I wasn’t thinking, though, about my grandmother or my father just then; I was more interested in what was happening in the other room. I struggled to hear what the men were saying, but I couldn’t make out their words. I did hear the tone of their voices, though—low, serious, and alarmed. For a long time, it was mostly Earl Watson talking, with Ray Davis and Uncle Pete adding a comment here and there. Then there was a long silence, followed by something from Charlie. More discussion, and the voices rose so we could hear a few words. I couldn’t stand being left out anymore, so while my grandmother went down to the cellar to get some more beer, I stood up and moved next to the doorway.

“There’s no way I’d ever let one of them lay a hand on my boys,” said Earl. “Doesn’t matter what it says on the license.”

“You don’t have to worry about it,” my grandfather replied. “If you have to go there, make sure the appointment’s with somebody else.”

“But think about the people who don’t get warning,” said Uncle Pete. His voice sounded different from the others, more like a young man’s; it matched his muscled, slim physique and his full head of hair, which was gray but as thick as a teenager’s. “They go in to get a check-up, and pow.”

“Well, we just got to make sure that people are prepared,” Earl said, his voice low and grim. “If they know what they could be getting into, they’ll just have to figure out something else. We spread the word wide enough, and her business’ll be so slow she’s bound to get the message.”

“You haven’t heard the worst of it,” said Ray Davis, the police chief. “The husband’s a substitute teacher.”

“What? In Deerhorn?”

“That’s what I said. And Janie Hebig’s going to be out for a while because of her baby, so it’s probably her class. Far as I know, he could be showing up this week.”

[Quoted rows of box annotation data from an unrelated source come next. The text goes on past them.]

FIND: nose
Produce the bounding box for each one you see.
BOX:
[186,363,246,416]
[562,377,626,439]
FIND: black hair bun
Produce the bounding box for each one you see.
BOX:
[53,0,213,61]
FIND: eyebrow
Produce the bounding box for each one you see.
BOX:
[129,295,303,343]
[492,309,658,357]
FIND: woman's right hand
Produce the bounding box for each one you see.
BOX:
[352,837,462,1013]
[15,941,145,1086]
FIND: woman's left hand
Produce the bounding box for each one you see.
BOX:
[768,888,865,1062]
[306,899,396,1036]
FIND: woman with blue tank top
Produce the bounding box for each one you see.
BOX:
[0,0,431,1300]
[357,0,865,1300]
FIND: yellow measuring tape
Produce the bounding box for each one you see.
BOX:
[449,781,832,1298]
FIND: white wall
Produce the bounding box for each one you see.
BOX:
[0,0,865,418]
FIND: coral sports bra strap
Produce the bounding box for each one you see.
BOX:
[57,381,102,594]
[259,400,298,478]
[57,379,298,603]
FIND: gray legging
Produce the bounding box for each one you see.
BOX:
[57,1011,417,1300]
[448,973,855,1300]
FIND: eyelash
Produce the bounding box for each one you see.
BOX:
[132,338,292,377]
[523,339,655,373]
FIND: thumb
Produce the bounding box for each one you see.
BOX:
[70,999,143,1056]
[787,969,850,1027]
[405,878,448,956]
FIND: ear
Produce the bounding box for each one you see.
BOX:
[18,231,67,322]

The exchange reminded me that two of the men had children or grandchildren who were in school with me. Uncle Pete’s were older. Although it was hard to imagine him as anybody’s father, he and Bertha had a grown son, Pete Jr., and his granddaughter Becky was in high school. But Ray Davis’s oldest boy, Dale, was in the third grade. And Earl Watson had two sons—Jake, who was sixteen and a sophomore in high school, and Kevin, who was in the fourth grade. The seven years between them made people wonder if Kevin had been an accident, and the few times I ever saw Earl with the boys, he behaved as if Jake were his true son and Kevin an afterthought. One night the previous summer, not long after I’d come to town, my grandfather and I went with Earl and his boys to watch the Deerhorn Bombers, the local minor league baseball team. And while Earl patiently explained to his older son what the pitchers were doing, describing fastballs and changeups and screwballs that moved away from the lefties, his younger son kept tugging at the sleeve of his work shirt, insisting that he was thirsty. I don’t know if Jake even cared about this lesson; he spent most of his time drinking and smoking with his roughneck friends—but Earl didn’t brook the interruption. After one last tug from his younger son, Earl whipped around and yelled in a voice so loud several players looked up from the field, “God
damn
it, Kevin! Can’t you see I’m busy here? Go drink from the goddamn fountain!”